Life is precious; which means people should do everything they can to enjoy their lives as well as do everything they can to preserve them. However, no matter how much people do to avoid sickness and risky situations, nobody in Maryland in can avoid death forever. This means it can be important for people to begin estate planning as soon as possible, which can help avoid future problems for heirs, such as having to go to probate court.
When a person dies without an estate plan, they risk the chance of their intended heirs not being able to receive their assets. Without an estate plan, a probate judge will decide how to administer assets included in an individual's estate. This will force heirs to engage in the probate process which can be expensive and can also cause a loss of privacy. Many times, heirs will challenge each other in probate court in order to control one's estate assets.
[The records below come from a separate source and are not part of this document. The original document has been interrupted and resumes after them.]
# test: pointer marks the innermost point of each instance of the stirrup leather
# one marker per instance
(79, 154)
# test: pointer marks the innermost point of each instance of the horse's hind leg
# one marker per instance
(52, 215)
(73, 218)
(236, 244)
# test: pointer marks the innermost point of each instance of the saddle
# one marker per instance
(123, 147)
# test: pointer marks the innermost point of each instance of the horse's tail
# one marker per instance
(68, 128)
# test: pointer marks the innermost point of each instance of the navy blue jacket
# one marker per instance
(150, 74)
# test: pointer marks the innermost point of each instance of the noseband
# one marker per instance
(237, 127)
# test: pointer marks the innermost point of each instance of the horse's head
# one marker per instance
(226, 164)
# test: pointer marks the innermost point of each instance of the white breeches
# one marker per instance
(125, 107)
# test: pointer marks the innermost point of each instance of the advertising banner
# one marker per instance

However, avoiding probate is not the only good reason to begin planning an estate as soon as possible. Lack of a solid estate plan can also expose one's assets to the inheritance tax. Although the inheritance tax is currently set at a relatively high level, this can change at any time in the future when Congress is looking to increase tax revenue for government expenditures. Therefore, it will be necessary to continue to update one's estate plan in order to take into consideration the latest changes in estate tax laws.
If an individual has not begun his or her estate planning, that person may wish to initiate the process right away in order to avoid probate court and tax liabilities in Maryland or in any other state. Also, if a person already has an estate plan in place, he or she should make sure to update it periodically. However, if heirs do find themselves in the middle of a probate court battle, they may seek to obtain knowledge of the applicable laws in order to present a strong legal argument to prove why they should receive their loved ones' assets.